Thursday, June 27, 2002
Why I support the RPI
A while back godless capitalist wrote about why he opposed the Racial Privacy Act. I found myself torn-on the one hand, I agree that it makes collecting data rather more difficult. On the other hand, the general color-blind thrust of the Racial Privacy Act appealed to me.
Godless' most damning criticism was that RPI will weaken the ability to make judgements about the possible differences between races. He is perhaps correct that non-governmental organizations will take up the slack and use it as a hammer for their own distorting agenda. But I think he overstates his case. Our case has been mostly made insofar as the symptoms have been diagnosed. I believe the opposition just refuses to acknowledge the sickness.
The fact is that social science data can be sifted and resorted in whatever way sheds favorable light on the ideology in question-that the government does it doesn't shield one from bias (note how the government allows people to check all their racial ancestry on the CENSUS, but assigned multiracial people to the "minority" group to please the liberal racialists). The difference will be that now the biases will be more obvious-and perhaps people will be more attuned to it.

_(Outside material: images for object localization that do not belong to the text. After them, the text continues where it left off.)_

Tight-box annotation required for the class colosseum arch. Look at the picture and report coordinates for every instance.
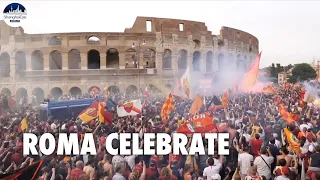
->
[49,50,62,70]
[106,48,119,68]
[178,49,188,70]
[162,49,172,69]
[126,85,138,94]
[50,87,63,100]
[87,49,100,69]
[125,48,137,68]
[143,48,156,68]
[206,51,213,72]
[32,87,44,105]
[1,88,11,96]
[48,36,62,45]
[107,86,120,94]
[31,50,44,70]
[192,51,201,71]
[16,88,28,102]
[218,54,224,71]
[88,86,100,94]
[15,51,26,71]
[87,36,100,44]
[69,87,82,96]
[0,52,10,77]
[68,49,81,69]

Another point is that the RPI itself will only have a limited affect on racial statistics. Prior statistics will still exist, and one can collect large samples from states like New York, Florida or Texas where it isn't in force. How much more social science data do we really need to convince people about race differences? We've had decades of a consistent 15 point gap between blacks and whites-spanning Jim Crow, desegregation and the rise of the black middle class. And yet the dominant position still remains that the gap is an artifice of social discrimination and oppression.
What will really convince the opposition-what they'll have a harder time dismissing-are genuine structural differences (neurological) between races on average in the neocortex itself. The reality of medical and health issues being affected by race will convince many on an everyday level as the genetic frontiers of treatment advance. The possible connection between certain alleles and intellectual ability or behavioral tendency, and the likely differential frequencies of these alleles in population X vs. population Y, will convince people. A few hundred more studies on IQ differences or differential academic performances won't add much to our case, the return is just not worth the price.

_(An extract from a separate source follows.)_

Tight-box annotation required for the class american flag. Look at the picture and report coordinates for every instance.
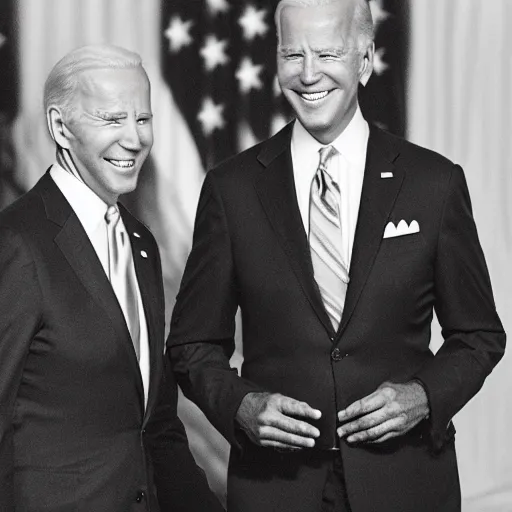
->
[360,0,408,137]
[161,0,291,170]
[160,0,407,173]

And what is the price? The price is more government control over our lives as individuals-over our legal and political status being subsumed into corporate (race, gender and class) entities that act as mediating institutions between the individual and the state. Knowledge is power-and the more official information the state has, the more power it has. I will grant that power can be used for the good, but I must state that I believe that Acton was right, power does corrupt and our current spoils system is the logical final step toward a culture and a political class concerned with numbers of particular groups rather than the inherent rights of the individual.

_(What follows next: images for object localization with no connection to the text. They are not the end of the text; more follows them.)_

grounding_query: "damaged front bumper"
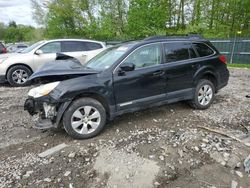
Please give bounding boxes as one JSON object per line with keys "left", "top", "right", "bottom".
{"left": 24, "top": 97, "right": 71, "bottom": 129}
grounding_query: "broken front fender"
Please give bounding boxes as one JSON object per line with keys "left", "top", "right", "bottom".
{"left": 24, "top": 97, "right": 72, "bottom": 129}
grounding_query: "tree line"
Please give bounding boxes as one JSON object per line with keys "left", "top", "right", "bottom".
{"left": 0, "top": 21, "right": 44, "bottom": 43}
{"left": 1, "top": 0, "right": 250, "bottom": 43}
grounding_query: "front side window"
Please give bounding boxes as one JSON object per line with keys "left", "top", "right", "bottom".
{"left": 123, "top": 43, "right": 161, "bottom": 69}
{"left": 39, "top": 42, "right": 61, "bottom": 54}
{"left": 193, "top": 43, "right": 214, "bottom": 57}
{"left": 164, "top": 42, "right": 192, "bottom": 63}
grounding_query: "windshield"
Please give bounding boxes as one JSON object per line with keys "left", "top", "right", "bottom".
{"left": 85, "top": 45, "right": 132, "bottom": 71}
{"left": 20, "top": 41, "right": 45, "bottom": 53}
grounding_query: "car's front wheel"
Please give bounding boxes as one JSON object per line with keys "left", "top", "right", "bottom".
{"left": 63, "top": 98, "right": 106, "bottom": 139}
{"left": 189, "top": 79, "right": 215, "bottom": 109}
{"left": 7, "top": 65, "right": 32, "bottom": 87}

The rejoinder is that we will still know that blacks are 10% of the population, but only 5% of college students via third-party surveys. But as we've noted, these studies can be contested, and it will be far harder to set quotas on private studies than governmental sanctioned numbers that speak with a certain neutral authority. The government will be forced to cease situational application of universal laws when it is unable to ascertain the state of matters on the ground.
Now, it is true that I believe that races are different. I also believe that private organizations-individuals or corporations-should be able to take race into account in their everyday decisions. But why do I favor ignoring its reality in the case of government? The government is an extension, an embodiment, of the concept of law, and law should be blind. The fact is that human beings are not equal in a host of traits. But before a judge we are all granted the same privileges and handed the same penalties. Our genes may "predispose" us to violence-but there is an a priori assumption that one is still responsible for one's actions.
The government may still believe that racism needs redressing-that justice must be served. But without targets painted by its own surveys-how can any political body execute the race-conscious agenda without being asked if it is being arbitrary? Evolution, our biology, has progressed without government intervention. We don't need it now-what we need to do is starve the beast of its sustenance, and what is nurturing it in the end is information.